In conclusion, this study supports that physical symptoms related to rectal prolapse are closely correlated with depressive symptoms and their interaction has a significant influence on the QOL of women seeking care for rectal prolapse. Furthermore, depressive symptoms had a main effect on their QOL. Therefore, physical and depressive symptoms should be considered together to improve the QOL in women seeking care for rectal prolapse. Based on the findings, early identification of depressive symptoms and monitoring of physical symptoms are required, as are nursing interventions and medical treatments to decrease physical and depressive symptoms related to rectal prolapse.
Notes
Authors’ contributions
Conceptualization: Moon H, Park Y, Kim M, Lee S; Data collection: Moon H, Park Y, Kim M; Formal analysis: Moon H, Park Y, Kim M, Lee S; Writing–original draft: Moon H, Park Y, Lee S; Writing–review & editing: Moon H, Park Y, Lee S.
Conflict of interest
The authors declared no conflict of interest.
Data availability
Please contact the corresponding author for data availability.
Acknowledgements
The authors sincerely thank the participants for taking part in the survey.
References
Article information Continued
Notes
Summary statement
• What is already known about this topic?

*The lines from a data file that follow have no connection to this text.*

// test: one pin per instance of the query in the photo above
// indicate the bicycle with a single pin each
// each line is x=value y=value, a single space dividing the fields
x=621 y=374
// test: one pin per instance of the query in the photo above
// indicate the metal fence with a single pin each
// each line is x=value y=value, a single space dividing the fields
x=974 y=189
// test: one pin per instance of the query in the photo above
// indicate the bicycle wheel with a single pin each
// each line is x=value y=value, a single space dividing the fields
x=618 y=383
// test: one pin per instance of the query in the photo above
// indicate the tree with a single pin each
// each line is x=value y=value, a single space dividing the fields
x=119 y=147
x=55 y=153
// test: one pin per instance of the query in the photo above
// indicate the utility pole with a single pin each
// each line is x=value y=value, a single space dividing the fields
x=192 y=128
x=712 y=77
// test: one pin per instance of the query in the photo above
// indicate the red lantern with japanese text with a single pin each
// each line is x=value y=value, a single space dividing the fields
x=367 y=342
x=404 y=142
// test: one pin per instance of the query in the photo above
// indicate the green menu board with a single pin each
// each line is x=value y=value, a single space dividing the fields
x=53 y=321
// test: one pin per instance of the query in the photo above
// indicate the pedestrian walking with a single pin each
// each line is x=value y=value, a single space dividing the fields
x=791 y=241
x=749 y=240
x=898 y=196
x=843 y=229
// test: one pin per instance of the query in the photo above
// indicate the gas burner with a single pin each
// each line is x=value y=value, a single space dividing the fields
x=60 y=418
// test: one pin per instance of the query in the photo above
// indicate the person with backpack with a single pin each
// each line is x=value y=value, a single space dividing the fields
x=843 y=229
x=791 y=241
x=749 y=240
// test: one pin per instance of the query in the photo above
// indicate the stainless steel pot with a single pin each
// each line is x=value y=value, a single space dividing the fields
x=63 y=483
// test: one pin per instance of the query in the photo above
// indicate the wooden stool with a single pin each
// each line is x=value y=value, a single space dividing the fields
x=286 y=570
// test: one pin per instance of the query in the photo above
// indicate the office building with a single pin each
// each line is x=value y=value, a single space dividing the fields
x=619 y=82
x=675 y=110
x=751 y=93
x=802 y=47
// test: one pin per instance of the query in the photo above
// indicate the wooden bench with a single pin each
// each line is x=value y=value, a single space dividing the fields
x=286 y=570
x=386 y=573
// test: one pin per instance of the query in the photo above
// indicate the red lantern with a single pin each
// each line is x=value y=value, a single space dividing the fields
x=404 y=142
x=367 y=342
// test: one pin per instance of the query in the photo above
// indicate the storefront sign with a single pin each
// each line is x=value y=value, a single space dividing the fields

Previous studies reported relationships between prolapse-related physical symptoms, depressive symptoms, and the quality of life (QOL) of women with pelvic organ prolapse. However, little is known about women with rectal prolapse.
• What this study adds
There was an interaction effect of physical symptoms and depressive symptoms on QOL of women with rectal prolapse, and depression also had a significant main effect. Therefore, physical symptoms and depressive symptoms should be considered together to improve their QOL.
• Implication for practice, education and/or policy
Proactive nursing interventions and medical treatments to simultaneously address prolapse-related physical symptoms and depressive symptoms are required to improve QOL in women seeking care for rectal prolapse.